Although Quebec already has similar legislation in place, the Ontario ban is being billed as the toughest in North America, since it prohibits not only the specific use but also the sale of pesticides.
But opponents say that the decision has been led by politics rather than sound science, and that it undermines stringent federal chemicals regulations which have themselves recently been tightened.
Over the past few years, various groups have successfully campaigned for individual municipalities to institute their own local pesticide bans. According to one of the principal lobby groups, the Canadian Environmental Law Association (Cela), these bylaws now cover
42 per cent of Canada’s population, including major cities such as Halifax, Toronto and Vancouver.
’This is a precautionary measure, to eliminate these aesthetic uses of pesticides, because they are completely unnecessary,’ says Cela’s Kathleen Cooper. ’We’re not going to wait for the body count before we act.’
But Judy Shaw, government affairs director for Syngenta Crop Protection Canada, says that no proper scientific review has been carried out prior to the bans. ’Some of these products are still widely used in agriculture,’ she says. ’They have all undergone the full range of environmental and toxicology studies before they were approved - these products are necessary to keep our green spaces healthy.’

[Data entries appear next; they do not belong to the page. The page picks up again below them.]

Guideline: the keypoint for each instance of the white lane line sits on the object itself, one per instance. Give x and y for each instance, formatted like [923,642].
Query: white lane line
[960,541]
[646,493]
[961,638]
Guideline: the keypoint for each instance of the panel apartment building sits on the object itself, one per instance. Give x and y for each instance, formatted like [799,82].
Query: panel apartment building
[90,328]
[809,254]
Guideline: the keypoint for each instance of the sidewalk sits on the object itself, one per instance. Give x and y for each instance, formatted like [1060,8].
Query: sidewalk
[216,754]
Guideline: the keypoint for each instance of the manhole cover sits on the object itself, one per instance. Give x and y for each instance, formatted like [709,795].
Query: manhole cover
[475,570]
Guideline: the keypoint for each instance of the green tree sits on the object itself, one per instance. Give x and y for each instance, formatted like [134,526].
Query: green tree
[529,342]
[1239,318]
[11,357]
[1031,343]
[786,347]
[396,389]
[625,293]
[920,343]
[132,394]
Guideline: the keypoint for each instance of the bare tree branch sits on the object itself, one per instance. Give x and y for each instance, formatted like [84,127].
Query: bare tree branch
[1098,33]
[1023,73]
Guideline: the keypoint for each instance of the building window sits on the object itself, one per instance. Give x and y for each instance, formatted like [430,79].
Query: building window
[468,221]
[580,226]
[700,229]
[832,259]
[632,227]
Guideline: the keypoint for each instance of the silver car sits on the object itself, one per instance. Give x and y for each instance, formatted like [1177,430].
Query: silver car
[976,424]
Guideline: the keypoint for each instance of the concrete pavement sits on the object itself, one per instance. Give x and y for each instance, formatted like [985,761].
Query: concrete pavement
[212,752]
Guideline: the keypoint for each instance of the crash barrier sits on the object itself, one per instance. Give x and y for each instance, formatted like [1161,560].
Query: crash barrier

’Many people don’t know the regulatory process that all of these chemicals have to undergo,’ adds Peter MacLeod, executive director of crop protection chemistry at CropLife Canada, the trade association representing manufacturers of pest control products.
Indeed, the Canadian public appear to be firmly behind the legislation. A 2007 Oracle poll found that 71 per cent of Ontario citizens supported province-wide restrictions on pesticides.
’Doctors, nurses, hospitals, and the Canadian Cancer Society have all supported the provincial pesticide ban,’ says Gideon Foreman, executive director of the Canadian Association of Physicians for the Environment, which took a leading role in campaigning for the Ontario ban. ’When you have on-side major health organisations with impeccable reputations, it’s hard for legislators to say no.’ Similar sentiments lay behind Health Canada’s recent labelling of bisphenol A as ’toxic’ (see p16 and Chemistry World, May 2008, p9).
Connie Moase, director of the health evaluation division of the Pest Management Regulatory Agency (PMRA), which is responsible for pesticide regulation in Canada, admits that ’these domestic bans were not necessarily based on science’, but adds, ’it’s always a good idea to reduce your exposure to any chemicals’.
Although the domestic market represents a tiny fraction of Canada’s agrochemicals business, the ban highlights deeper problems for the industry.
’People no longer trust industry - so regulators try to gain public trust by being tough on industry themselves,’ says Ragnar Lofstedt, professor of risk management at Kings College London, UK. ’It’s a very concerning trend - regulation should be carried out by the regulators, not the campaigners, and it should always be based on the best available scientific evidence.’